Other notes: the last two lines of the loop probably belong outside of the loop and the body of the nested loop should use 'k' as a second index, instead of 'packetNumber', but I'm not sure about this logic.
And the last note: you're squashing the peaks of your resulting sound. While this seems like a good idea, it will sound pretty rough. You probably want to scale the result down instead of cropping it. Like that: instead of this code
for (j=0; j<numFiles; j++)
{
tempValue += files[j][packetNumber];
}
if (tempValue > 32767.f) tempValue = 32767.f;
else if (tempValue < -32768.f) tempValue =- 32768.f;
you probably want something like this:
for (j=0; j<numFiles; j++)
{
tempValue += files[j][packetNumber] / numFiles;
}
Edit: and please do not forget to measure the performance before and after, to see which one of the improvements gave the biggest impact. This is the best way to learn performance: trial and measurement
A couple of pointers even though I'm not really familliar with iPhone development.
You could unwind the inner loop. You don't need a for loop to add 4 numbers together although it might be your compiler will do this for you.
Write directly to the buffer in your for loop. memcpy at the end will do another loop to copy the buffers.
Don't use a float for tempvalue. Depending on the hardware integer math is quicker and you don't need floats for summing channels.
Remove the if/endif. Digital clipping will sound horrible anyway so try to avoid it before summing the channels together. Branching inside a loop like this should be avoided if possible.
One thing I found when writing the audio mixing routines for my app is that incremented pointers worked much faster than indexing.
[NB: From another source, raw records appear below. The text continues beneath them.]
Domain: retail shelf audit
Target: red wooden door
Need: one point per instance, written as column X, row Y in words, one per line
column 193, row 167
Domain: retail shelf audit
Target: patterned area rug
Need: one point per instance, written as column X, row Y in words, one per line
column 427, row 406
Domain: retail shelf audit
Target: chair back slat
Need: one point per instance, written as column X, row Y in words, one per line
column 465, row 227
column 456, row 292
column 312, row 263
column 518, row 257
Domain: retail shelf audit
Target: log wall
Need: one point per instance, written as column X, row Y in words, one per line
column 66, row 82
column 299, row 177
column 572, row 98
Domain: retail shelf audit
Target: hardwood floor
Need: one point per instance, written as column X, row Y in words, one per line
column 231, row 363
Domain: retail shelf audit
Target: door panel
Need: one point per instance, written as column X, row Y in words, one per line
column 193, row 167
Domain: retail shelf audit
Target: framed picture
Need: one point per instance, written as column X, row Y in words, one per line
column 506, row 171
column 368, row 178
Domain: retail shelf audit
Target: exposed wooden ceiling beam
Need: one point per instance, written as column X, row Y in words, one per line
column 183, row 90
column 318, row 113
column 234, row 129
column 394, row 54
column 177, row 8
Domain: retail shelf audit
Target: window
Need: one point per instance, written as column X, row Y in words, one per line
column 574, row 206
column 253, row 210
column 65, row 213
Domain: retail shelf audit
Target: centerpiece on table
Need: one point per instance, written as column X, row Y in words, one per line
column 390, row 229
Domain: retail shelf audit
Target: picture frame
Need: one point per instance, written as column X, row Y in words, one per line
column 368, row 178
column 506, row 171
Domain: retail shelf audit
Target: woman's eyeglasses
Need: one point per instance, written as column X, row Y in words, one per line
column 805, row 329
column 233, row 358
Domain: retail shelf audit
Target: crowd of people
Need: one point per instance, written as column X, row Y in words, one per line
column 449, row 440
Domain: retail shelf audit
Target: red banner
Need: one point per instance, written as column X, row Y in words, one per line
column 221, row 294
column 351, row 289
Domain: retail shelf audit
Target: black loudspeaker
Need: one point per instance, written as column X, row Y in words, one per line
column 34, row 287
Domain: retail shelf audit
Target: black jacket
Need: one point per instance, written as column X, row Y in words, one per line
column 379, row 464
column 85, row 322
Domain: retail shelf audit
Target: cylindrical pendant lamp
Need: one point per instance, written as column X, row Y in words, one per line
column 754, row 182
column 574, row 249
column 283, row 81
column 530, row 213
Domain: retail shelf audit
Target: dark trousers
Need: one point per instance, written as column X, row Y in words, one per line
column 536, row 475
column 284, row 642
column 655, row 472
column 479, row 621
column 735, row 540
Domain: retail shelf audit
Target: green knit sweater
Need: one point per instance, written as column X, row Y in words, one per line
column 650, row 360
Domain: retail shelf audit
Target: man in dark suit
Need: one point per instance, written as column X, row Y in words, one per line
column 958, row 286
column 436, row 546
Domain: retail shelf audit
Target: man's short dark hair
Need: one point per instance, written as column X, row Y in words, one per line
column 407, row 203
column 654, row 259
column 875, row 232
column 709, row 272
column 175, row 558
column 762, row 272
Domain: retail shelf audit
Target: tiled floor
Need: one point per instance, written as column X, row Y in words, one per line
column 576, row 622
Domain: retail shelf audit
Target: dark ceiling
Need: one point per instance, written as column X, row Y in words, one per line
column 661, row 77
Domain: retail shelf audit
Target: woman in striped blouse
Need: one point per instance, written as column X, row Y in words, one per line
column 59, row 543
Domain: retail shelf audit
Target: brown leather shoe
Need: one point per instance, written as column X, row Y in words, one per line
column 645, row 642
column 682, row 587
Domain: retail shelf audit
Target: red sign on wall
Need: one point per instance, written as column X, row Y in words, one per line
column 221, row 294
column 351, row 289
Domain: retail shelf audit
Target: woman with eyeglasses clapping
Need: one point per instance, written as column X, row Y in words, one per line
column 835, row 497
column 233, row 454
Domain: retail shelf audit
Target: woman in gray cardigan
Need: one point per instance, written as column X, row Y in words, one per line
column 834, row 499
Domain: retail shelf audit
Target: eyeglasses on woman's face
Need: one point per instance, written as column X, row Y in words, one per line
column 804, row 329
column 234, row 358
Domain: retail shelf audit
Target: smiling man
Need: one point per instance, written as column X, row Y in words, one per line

Some compilers may sort this out for you but - not sure on the iphone - but certainly this gave my app a big boost for these tight loops (about 30% if I recall).
eg: instead of this:
for (k=0; k<reads; k++)
{
// Use buffer[k]
}
do this:
SInt16* p=buffer;
SInt16* pEnd=buffer+reads;
while (p!=pEnd)
{
// Use *p
p++;
}
Also, I believe iPhone has some sort of SIMD (single instruction multiple data) support called VFP. This would let you perform math on a number of samples in one instruction but I know little about this on iPhone.